Residents of the Abobo district carry their belongings as they flee the neighborhood which has become a hub for street violence in the nation's ongoing political standoff, in Abidjan, Ivory Coast, February 28, 2011

People in Ivory Coast are feeling the effects of the country's political crisis, with signs of a gasoline shortage and the closure of eight daily newspapers.

The owners of the independent newspapers released a joint statement Tuesday citing ongoing "judicial and police harassment" by supporters of incumbent president Laurent Gbagbo. The dailies claim they are being targeted for refusing to back Mr. Gbagbo.

The incumbent president is defying international pressure to step down and cede power to Alassane Ouattara, whom most countries recognize as the winner of a November presidential election.

In a statement Tuesday, the media rights group Reporters Without Borders said privately-owned newspapers are being "hounded and threatened." The group also said a media war has broken out between pro-Gbagbo and pro-Ouattara supporters - creating what it called an "impossible situation for the press."

The group reported that attackers wielding clubs and machetes killed an employee for a pro-Gbagbo daily newspaper in southern Abidjan on Monday.
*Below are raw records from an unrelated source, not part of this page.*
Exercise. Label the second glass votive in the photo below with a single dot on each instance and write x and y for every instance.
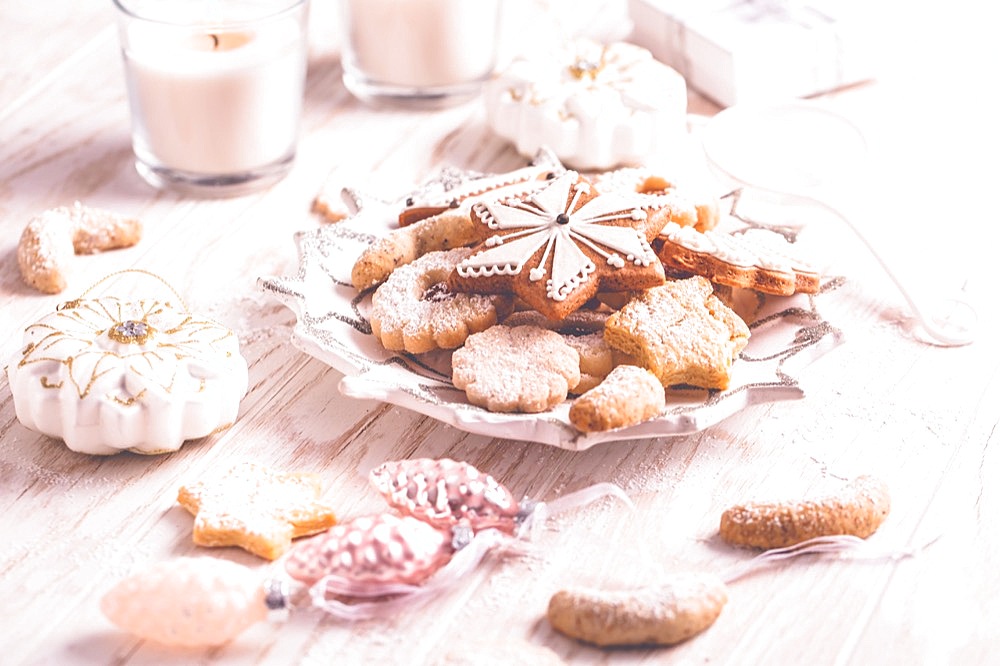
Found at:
(215, 90)
(419, 52)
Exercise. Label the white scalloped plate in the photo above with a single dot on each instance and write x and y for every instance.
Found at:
(332, 325)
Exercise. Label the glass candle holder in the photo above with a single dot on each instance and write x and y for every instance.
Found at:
(418, 52)
(215, 90)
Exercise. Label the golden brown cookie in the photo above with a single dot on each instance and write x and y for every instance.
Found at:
(757, 259)
(50, 240)
(664, 614)
(681, 332)
(858, 509)
(683, 206)
(415, 311)
(520, 369)
(256, 508)
(560, 246)
(627, 396)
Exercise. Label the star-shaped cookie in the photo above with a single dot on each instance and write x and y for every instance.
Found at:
(256, 508)
(558, 247)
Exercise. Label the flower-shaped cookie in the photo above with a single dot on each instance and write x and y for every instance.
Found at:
(107, 375)
(561, 245)
(256, 508)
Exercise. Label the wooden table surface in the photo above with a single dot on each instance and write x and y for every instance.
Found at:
(922, 418)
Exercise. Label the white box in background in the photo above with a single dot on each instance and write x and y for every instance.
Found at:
(738, 51)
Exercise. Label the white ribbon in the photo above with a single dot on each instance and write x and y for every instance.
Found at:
(844, 545)
(383, 599)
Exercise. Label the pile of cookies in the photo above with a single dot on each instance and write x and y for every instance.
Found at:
(549, 284)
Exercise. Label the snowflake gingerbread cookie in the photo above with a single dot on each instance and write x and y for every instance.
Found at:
(558, 247)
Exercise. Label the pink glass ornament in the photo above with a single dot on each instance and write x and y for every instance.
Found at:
(192, 602)
(368, 552)
(445, 493)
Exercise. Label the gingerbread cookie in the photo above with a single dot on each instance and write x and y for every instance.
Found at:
(858, 508)
(520, 369)
(415, 311)
(50, 240)
(557, 248)
(757, 259)
(627, 396)
(684, 206)
(681, 332)
(256, 508)
(454, 188)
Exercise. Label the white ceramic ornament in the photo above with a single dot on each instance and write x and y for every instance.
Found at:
(596, 106)
(106, 375)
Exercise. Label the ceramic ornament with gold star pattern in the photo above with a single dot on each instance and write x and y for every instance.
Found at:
(106, 375)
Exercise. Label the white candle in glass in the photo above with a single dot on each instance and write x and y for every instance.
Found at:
(419, 47)
(217, 101)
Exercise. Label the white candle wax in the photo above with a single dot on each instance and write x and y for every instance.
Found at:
(422, 43)
(215, 102)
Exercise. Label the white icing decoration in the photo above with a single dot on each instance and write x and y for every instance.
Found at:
(467, 191)
(535, 224)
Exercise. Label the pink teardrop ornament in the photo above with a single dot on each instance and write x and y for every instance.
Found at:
(192, 602)
(370, 552)
(445, 493)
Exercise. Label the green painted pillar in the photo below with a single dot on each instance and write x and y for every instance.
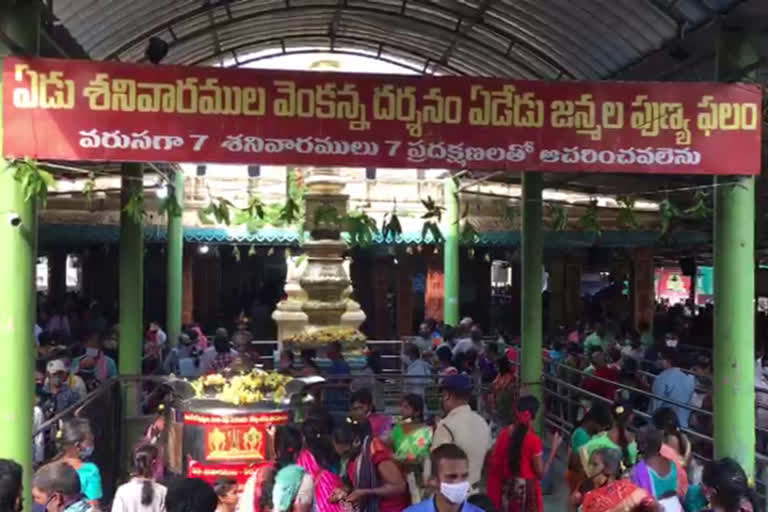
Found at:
(131, 276)
(451, 252)
(175, 252)
(21, 23)
(734, 260)
(531, 361)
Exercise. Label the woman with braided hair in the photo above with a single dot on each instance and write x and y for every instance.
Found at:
(141, 493)
(516, 465)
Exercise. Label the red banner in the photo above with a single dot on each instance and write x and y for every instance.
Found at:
(240, 471)
(83, 110)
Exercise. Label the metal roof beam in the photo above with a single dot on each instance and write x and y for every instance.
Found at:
(354, 9)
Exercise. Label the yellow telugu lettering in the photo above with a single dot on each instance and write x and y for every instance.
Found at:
(46, 90)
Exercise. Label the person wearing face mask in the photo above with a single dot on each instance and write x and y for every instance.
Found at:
(417, 371)
(462, 426)
(95, 367)
(606, 491)
(141, 493)
(56, 486)
(450, 476)
(517, 466)
(673, 384)
(75, 443)
(363, 408)
(62, 390)
(10, 486)
(373, 480)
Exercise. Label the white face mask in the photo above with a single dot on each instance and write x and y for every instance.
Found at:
(455, 493)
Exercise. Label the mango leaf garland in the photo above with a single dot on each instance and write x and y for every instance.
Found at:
(390, 225)
(434, 211)
(290, 212)
(668, 212)
(361, 228)
(217, 212)
(170, 206)
(627, 213)
(700, 209)
(35, 181)
(558, 217)
(590, 221)
(134, 207)
(469, 234)
(433, 229)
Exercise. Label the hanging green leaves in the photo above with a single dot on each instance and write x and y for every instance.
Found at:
(469, 234)
(217, 212)
(434, 211)
(361, 228)
(35, 181)
(290, 212)
(253, 211)
(668, 213)
(558, 217)
(590, 221)
(134, 207)
(433, 229)
(510, 214)
(626, 216)
(89, 190)
(700, 209)
(390, 226)
(170, 206)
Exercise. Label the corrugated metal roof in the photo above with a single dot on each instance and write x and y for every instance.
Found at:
(538, 39)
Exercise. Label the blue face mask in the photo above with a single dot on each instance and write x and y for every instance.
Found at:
(86, 451)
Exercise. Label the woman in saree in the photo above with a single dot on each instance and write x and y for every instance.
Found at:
(659, 476)
(675, 444)
(617, 437)
(597, 419)
(606, 491)
(516, 465)
(411, 441)
(373, 480)
(318, 458)
(281, 486)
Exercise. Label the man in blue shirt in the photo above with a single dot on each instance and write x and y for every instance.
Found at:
(673, 384)
(450, 475)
In another development, Mr. Gbagbo's government has banned residents from filling jerricans with gasoline. Mr. Gbagbo's mines minister announced the ban on Monday, prompting a rush to stockpile fuel.

The European Union has frozen the assets of Ivory Coast's port and its state oil firm to pressure Mr. Gbagbo to transfer power.

Meanwhile, fighting in the main city of Abidjan appeared to have subsided on Tuesday, after six straight days of violence between pro-Gbagbo forces and supporters of Mr. Ouattara.

Most of the clashes have taken place in the pro-Ouattara neighborhoods of Abobo and Anyama. On Monday, Mr. Gbagbo ordered a three-day overnight curfew in those districts.

Some information for this report was provided by AP and AFP.